1:1の傾向スコアマッチングを用いて143のベースライン共変量を調整し、1,000人・年当たりのハザード比(HR)および率差(RD)を推定した。
結果:コホート1の患者45,788例の平均(SD)年齢は71.9(5.1)歳、女性23,396例(51.1%)、男性22,392例(48.9%)、白人38,049例(83.1%)であった。コホート2の45,624例の平均年齢(SD)は72.1(5.1)歳、女性21,418例(46.9%)、男性24,206例(53.1%)、白人37,814例(82.9%)であった。リラグルチドを開始した患者と比較して、エンパグリフロジンを開始した患者は、修正MACEアウトカムのリスクが同等であり(HR 0.90、95%CI 0.79〜1.03)、HHFのリスクが減少していた(HR 0.66、95%CI 0.52〜0.82)。

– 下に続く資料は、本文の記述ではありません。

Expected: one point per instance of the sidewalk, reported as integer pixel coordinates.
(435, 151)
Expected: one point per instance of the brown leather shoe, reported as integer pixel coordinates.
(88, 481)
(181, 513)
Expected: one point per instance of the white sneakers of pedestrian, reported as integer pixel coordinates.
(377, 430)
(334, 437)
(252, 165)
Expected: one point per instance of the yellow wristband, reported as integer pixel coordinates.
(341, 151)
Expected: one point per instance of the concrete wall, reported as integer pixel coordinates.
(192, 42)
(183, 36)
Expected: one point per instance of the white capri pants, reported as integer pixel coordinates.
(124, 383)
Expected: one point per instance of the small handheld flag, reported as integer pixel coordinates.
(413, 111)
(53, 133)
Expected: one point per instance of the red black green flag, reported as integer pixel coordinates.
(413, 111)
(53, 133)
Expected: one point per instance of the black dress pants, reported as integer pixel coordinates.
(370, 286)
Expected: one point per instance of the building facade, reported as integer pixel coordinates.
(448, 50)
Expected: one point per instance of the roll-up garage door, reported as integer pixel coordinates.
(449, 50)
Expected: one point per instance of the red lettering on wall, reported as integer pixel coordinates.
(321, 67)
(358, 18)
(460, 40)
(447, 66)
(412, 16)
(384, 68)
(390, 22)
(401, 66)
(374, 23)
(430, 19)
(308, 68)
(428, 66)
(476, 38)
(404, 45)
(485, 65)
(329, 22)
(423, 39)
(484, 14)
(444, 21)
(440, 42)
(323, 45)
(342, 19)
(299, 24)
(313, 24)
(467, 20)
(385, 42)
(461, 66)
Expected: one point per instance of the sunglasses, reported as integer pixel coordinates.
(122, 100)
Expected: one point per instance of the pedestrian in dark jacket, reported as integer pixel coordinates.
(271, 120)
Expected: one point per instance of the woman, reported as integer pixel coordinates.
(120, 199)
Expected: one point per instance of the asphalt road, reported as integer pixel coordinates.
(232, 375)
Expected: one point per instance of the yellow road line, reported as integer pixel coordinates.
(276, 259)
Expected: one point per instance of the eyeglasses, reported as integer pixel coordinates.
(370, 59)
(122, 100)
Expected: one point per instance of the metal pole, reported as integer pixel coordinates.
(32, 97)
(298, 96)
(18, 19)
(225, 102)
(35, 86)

サブグループ全体では、エンパグリフロジンは、ASCVD(HR 0.83、95%CI 0.71〜0.98)およびHF(HR 0.77、95%CI 0.60〜1.00)の既往がある患者の修正MACEアウトカムのリスク低下と関連しており、リラグルチドと比較し、性別によって推定値に潜在的な異質性が認められた(男性:HR 0.85、95%CI 0.71〜1.01、女性:HR 1.16、95%CI 0.94〜1.42; 均質性のP=0.02)。しかし、ほとんどのサブグループでHHFリスクの減少が観察された(例:ASCVDのHR 0.66、95%CI 0.51〜0.85、HFのHR 0.66、95%CI 0.49〜0.88)。シタグリプチンと比較して、エンパグリフロジンは、修正MACEアウトカム(HR 0.68、95%CI 0.60〜0.77)およびHHF(HR 0.45、95%CI 0.36〜0.56)のリスク低減と関連しており、これはすべてのサブグループ間で一貫していた。

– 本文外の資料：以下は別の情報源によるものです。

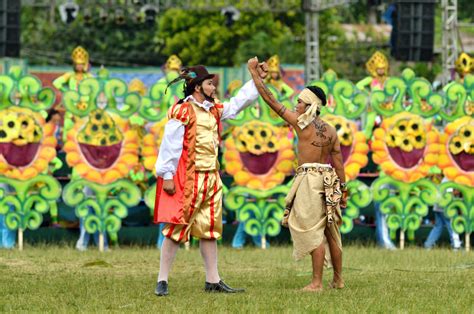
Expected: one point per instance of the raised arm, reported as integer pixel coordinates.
(267, 96)
(338, 164)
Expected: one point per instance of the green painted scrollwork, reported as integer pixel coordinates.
(155, 106)
(406, 93)
(349, 101)
(359, 196)
(102, 92)
(404, 204)
(263, 112)
(460, 209)
(24, 202)
(457, 98)
(82, 102)
(24, 91)
(104, 210)
(261, 216)
(119, 100)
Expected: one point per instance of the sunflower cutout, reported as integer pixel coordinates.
(405, 146)
(101, 147)
(457, 151)
(353, 142)
(259, 155)
(27, 143)
(151, 144)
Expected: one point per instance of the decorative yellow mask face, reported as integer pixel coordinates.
(376, 63)
(27, 143)
(457, 151)
(405, 147)
(102, 148)
(259, 155)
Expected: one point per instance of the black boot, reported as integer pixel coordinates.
(161, 288)
(220, 287)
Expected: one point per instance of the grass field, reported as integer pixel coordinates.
(51, 278)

以下の疾患の既往を有する患者において、エンパグリフロジンとシタグリプチンの絶対的なベネフィットはより大きかった。
・ASCVDの既往
修正MACE:RD -17.6、95%CI -24.9 ~ -10.4
HHF:RD -16.7、95%CI -21.7 ~ -11.9
・HFの既往
修正MACE:RD -41.1、95%CI -59.9 ~ -22.6
HHF:RD -50.4、95%CI -67.5 ~ -33.9
・CKD
修正MACE:RD -26.7、95%CI -41.3 ~ -12.3
HHF:RD -31.9、95%CI -43.5 ~ -20.8
結論と関連性:高齢者を対象とした本有効性比較試験において、エンパグリフロジンは、HHFのリスク(リラグルチドおよびシタグリプチン両方と比較して)および修正MACEアウトカム(シタグリプチンとの比較)と関連し、心腎疾患が確立した患者ではより絶対的ベネフィットが大きかった。これらの知見は、高齢のT2D患者では、HHFのリスクに関して、エンパグリフロジンがリラグルチドまたはシタグリプチンよりも有益であり、MACEのリスクに関しては、エンパグリフロジンは、心血管疾患の既往がある患者においてのみリラグルチドよりも好ましく、すべての患者サブグループにおいてシタグリプチンよりも好ましい可能性が示唆された。
引用文献
Comparative Effectiveness of Empagliflozin vs Liraglutide or Sitagliptin in Older Adults With Diverse Patient Characteristics
Phyo T Htoo et al. PMID: 36264574 DOI: 10.1001/jamanetworkopen.2022.37606
JAMA Netw Open. 2022 Oct 3;5(10):e2237606. doi: 10.1001/jamanetworkopen.2022.37606.